There were 68 new cases and 29 deaths reported over the course of two days this week, the United Nations health agency has revealed. It brings the total number of cases to 1,779.
There were 26 new cases in Sierra Leone and 38 in Liberia, but no new cases in Guinea, where the outbreak began (map).
The WHO said the outbreak was an "extraordinary event". "The possible consequences of further international spread are particularly serious in view of the virulence of the virus," it said after the meeting. WHO director-general Dr. Margaret Chan appealed for help for the countries hit by the "most complex outbreak in the four decades of this disease".
WHO's Margaret Chan said: "Countries affected do not have the capacity to manage an outbreak on their own" She said there would be no general ban on international travel or trade. However, states should be prepared to detect, investigate and manage Ebola cases, including at airports, she said. States of emergency are in place in Liberia, Guinea, and Sierra Leone.
Other WHO recommendations include:
Ebola cases or contacts should not undertake international travel
Improving the safety and protection that health care workers receive.
A fifth year medical student in Guinea tells the BBC French Service about how she is being shunned since recovering from Ebola, which she caught whilst working as an intern at a clinic in March of 2014:
We are stigmatized; you know when they look at us like that; even in my own family, people are rejecting me. I live with my uncle; my parents are in the village. In the house I eat alone. I feel lonely.

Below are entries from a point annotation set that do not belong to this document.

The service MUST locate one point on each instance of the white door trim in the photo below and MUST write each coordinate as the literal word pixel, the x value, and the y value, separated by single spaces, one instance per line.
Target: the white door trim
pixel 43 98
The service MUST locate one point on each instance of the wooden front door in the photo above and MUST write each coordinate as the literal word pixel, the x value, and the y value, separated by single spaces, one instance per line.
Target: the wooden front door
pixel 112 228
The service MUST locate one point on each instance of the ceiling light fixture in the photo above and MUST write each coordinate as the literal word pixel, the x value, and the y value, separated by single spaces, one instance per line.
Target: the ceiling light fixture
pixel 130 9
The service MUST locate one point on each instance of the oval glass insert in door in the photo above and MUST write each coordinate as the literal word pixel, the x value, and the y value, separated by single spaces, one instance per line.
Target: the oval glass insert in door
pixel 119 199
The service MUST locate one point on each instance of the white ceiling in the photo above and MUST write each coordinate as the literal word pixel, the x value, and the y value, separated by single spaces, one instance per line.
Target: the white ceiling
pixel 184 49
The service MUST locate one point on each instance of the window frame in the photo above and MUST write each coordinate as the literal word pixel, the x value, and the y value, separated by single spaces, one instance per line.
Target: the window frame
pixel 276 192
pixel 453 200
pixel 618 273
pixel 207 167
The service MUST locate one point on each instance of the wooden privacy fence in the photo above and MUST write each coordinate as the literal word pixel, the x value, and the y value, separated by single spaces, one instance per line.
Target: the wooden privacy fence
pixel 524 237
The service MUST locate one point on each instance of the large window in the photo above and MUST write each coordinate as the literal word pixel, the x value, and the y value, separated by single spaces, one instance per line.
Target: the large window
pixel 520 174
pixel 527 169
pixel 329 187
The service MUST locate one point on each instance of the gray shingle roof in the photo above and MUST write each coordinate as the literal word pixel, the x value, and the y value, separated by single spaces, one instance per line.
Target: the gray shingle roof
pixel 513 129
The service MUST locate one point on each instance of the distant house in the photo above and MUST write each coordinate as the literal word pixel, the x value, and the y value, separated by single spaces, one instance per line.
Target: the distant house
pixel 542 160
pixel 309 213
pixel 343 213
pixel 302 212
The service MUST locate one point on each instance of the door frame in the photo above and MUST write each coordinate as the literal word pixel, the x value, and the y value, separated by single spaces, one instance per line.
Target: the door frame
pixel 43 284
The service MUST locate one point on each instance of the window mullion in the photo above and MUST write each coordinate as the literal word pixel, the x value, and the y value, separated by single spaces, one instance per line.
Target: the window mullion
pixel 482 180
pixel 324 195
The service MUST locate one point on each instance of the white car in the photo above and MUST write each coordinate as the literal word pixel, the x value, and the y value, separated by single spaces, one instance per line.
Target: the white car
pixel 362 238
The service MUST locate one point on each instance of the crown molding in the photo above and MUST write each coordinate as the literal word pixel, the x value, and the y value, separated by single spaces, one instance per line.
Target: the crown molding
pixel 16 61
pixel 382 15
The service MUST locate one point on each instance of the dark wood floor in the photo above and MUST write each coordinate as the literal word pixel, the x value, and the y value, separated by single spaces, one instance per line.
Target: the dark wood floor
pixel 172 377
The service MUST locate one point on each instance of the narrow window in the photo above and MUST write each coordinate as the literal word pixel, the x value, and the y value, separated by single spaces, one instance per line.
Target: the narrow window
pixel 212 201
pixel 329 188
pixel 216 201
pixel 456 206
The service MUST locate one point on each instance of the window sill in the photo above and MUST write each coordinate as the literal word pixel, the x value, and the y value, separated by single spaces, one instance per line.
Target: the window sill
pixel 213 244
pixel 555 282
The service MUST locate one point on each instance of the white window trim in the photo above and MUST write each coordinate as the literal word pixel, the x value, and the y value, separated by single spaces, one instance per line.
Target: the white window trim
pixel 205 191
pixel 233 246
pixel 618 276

When I felt better, I started going back to medical school. Many distanced themselves from me. Four of us used to sit together, but I ended up sitting by myself.
The treatment center gave me a certificate showing I had been healed. I showed it to my teachers as I'd missed some assessments while sick. But I haven't done the two exams. The head of department told me to stay at home and get treated. I can't even get an internship.
The decision by the WHO to declare Ebola a public health emergency is, by its own definition, an "extraordinary event", which marks "a public health risk to other states through the international spread of disease".
The WHO has declared emergencies only twice in recent years: swine flu in 2009 and polio in May of 2014. Although the recommendations stop short of international flight and trade restrictions, they have symbolic significance. The measures are designed to "galvanize the attention of leaders of countries at a top level," says director-general Dr. Margaret Chan.
According to Dr. Jeremy Farrar, director of the Wellcome Trust, the recommendations will help provide global leadership. While Ebola continues to pose a very serious health threat for people in West Africa, it remains "very unlikely that the outbreak will turn into a global pandemic", he says.
Keiji Fukuda, the WHO's head of health security, said that with the right steps and measures to deal with infected people, Ebola's spread could be stopped. "This is not a mysterious disease. This is an infectious disease that can be contained," he said. "It is not a virus that is spread through the air."
Professor David Heymann, of the London School of Hygiene & Tropical Medicine, said the recommendations were "comprehensive and evidence-based".
Professor Tom Solomon, of the UK's NIHR Health Protection Research Unit in Emerging and Zoonotic Infections, welcomed the emphasis on outbreak control in local areas, including the use of full personal protective equipment (gowns, masks, gloves and goggles) with proper training.
Symptoms include high fever, bleeding, and central nervous system damage
Fatality rate can reach ninety percent, but the current outbreak is about fifty-five percent
Incubation period is two to twenty-one days
There is no vaccine or cure
Supportive care such as rehydrating patients who have diarrhea and vomiting can help recovery
Fruit bats are considered to be the virus' natural host
Rico says 'an emergency'? No shit... (And why isn't there a bounty on fruit bats?)